Nice point outline - 
And nice bibliography.

That should be of help.


----------



## Wannabee

Thank you.

I wish I could take all the credit, but most of the info is from my sylabus.


----------



## blhowes

Wannabee,
Thanks for posting the outline. Looks like you're taking a pretty interesting class.

I'm interested in learning more about the history and beliefs of the anabaptists. I'd like to get a better feel for who they were, what they believed, why they were persecuted, etc.

So, do all those listed in the outline lay claim to being anabaptists? Are anabaptists basically anybody that opposed the infant baptism?

It looks like such a diverse list of beliefs. 

Bob

[Edited on 2-8-2004 by blhowes]


----------



## Wannabee

It really is a diverse lot Bob. Like I mentioned earlier, it seems that the only consistent threads were the separation of church and state and they seem to be mostly antipaedo. Some didn't baptize at all. Many were heretics. Many were great godly men. It's quite a mix. 
Part of the problem is that just about anyone that wasn't part of the established church got labeled anabaptist. Many of them couldn't be called baptist by their beliefs. They were just plain nuts. Some were sort of like the ultra dispensationalist prophecy nuts of our day. Others were like the quakers. 
I can't vouch for the books. I've only read parts of a few of them. They're books that my professor listed in his bibliography. He once taught a class on anabaptists and has a pretty comprehensive sylabus on it. I'm going to be getting it, and he doesn't mind us sharing, as long as he gets credit for his work. I'll let you know if/when I get it. In the meantime, I can send you what I have if you'd like.
If you want to get to reading, start with the books above that have an asterisk before them. From there you'd probably get more bibliographic info that will lead you wherever you could possibly want to go.

Have fun.


----------



## cih1355

Menno Simons, an Anabaptist, believed that although Jesus was fully human, He did not receive His human nature from Mary. Simons taught that Jesus was born out of, not from Mary. This indeed was a peculiar doctrine. Not all Anabaptists held to this view.


----------



## Tom77

Some Traits of Anabaptists 
1. Sola Scriptura
2. Justification by faith with some ambiguities (synthetic viewpoints)
3. Rejected the Augustinian view of human nature.
4. Rejected the union of church and state

This is one of the "saddest" chapters of the Reformation because the Magisterial Rerformers did not tolerate the Anabaptists, but persecuted them as much as did Rome.

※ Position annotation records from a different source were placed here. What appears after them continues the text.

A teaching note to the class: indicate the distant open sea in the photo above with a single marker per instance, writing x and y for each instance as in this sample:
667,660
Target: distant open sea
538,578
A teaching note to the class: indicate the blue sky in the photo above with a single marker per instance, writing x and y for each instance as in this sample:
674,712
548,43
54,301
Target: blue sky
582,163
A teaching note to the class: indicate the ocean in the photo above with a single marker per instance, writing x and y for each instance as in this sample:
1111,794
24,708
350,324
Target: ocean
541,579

The reason for this is that the doctrine of the &quot;separation of Church and State&quot; was so radical, counter-cultural, and counter-intuitive that even the magisterial reformers considered it radical.

5. Regenerate Church Membership
6. Believer Baptism and by baptism membership and submission to the authority of the church. They did not immerse, but poured instead.
7. Pacifism - Their belief in separation of church and state initially led them to oppose all warfare since in a war, the winning side will force its religious views on the losing side. God said, "Vengeance is mine."
8. A Christian cannot be a Magistrate - The church is in a completely different sphere from the state. The Anabaptists separated themselves from all society. The Magistrate is involved in persecuting Christians, and so for a Christian to be in the government, he would be both free from persecution and involved in persecuting brethren.
9. The Great Commission is Relevant - The Church expands not through infant baptism, but through gospel preaching! We must make converts and see them come to faith and then baptize them into our fellowships.

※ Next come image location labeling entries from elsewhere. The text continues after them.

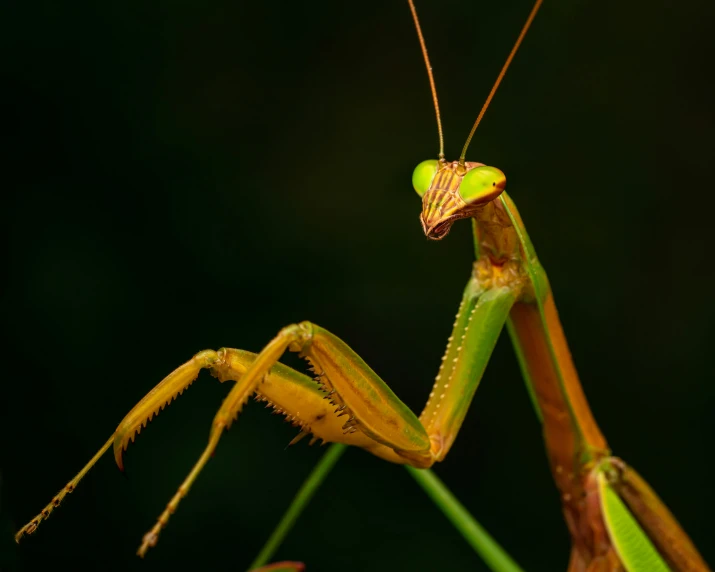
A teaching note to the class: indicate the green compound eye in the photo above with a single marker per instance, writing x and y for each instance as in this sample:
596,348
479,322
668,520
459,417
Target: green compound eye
482,184
423,174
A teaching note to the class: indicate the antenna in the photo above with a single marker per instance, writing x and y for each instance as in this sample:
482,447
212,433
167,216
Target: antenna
431,78
534,10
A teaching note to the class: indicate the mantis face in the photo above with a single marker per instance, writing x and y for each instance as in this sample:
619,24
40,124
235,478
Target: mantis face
451,191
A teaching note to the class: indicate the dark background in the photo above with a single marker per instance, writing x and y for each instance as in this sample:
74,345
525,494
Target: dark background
189,175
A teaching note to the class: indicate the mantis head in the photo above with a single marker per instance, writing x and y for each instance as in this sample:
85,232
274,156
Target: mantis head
451,191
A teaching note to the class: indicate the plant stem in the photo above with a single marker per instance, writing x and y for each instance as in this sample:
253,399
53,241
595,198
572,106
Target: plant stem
493,555
300,501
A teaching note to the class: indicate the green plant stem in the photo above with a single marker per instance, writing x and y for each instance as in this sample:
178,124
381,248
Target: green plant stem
493,555
300,501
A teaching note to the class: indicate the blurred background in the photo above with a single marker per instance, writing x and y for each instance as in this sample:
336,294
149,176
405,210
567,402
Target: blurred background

[Edited on 2-9-2004 by Tom77]


----------



## blhowes

Another question for those familiar with the life and times of the anabaptist movement.

I read the following about anabaptists:

Its most distinctive tenet was adult Baptism. In the first generation of the movement, converts submitted to a second Baptism, which was a crime punishable by death under the legal codes of the time. 

Wow! The death penalty? Who's legal system? Roman catholic?


----------



## Wannabee

The issue of Baptism
a. Because of the Church State alliance, those who refused infant baptism or who were baptized as believers were accused of denying the validity of the office of Bishop and the authority of the church. This was considered an offense of treason against the state.
b. Anabaptists claimed the teaching of the New Testament as their sole reason for opposition to the bishop and the church


As I understand it, it was both the protestant and RCC that persecuted the anabaptists. Calvin himself was no fan of theirs. Zwingli saw his own students drowned for rebaptizing. A major consideration is that the Anabaptists were anti-government control over religion. The protestants of the time were not. They were attempting to reform the traditional Catholic government into a protestant form of government. So, when someone preached only believer's baptism, they were in essence preaching against the teaching of the state and were declared enemies of the state and church. They were not convicted everywhere, but niether were they accepted. It was a tough ride.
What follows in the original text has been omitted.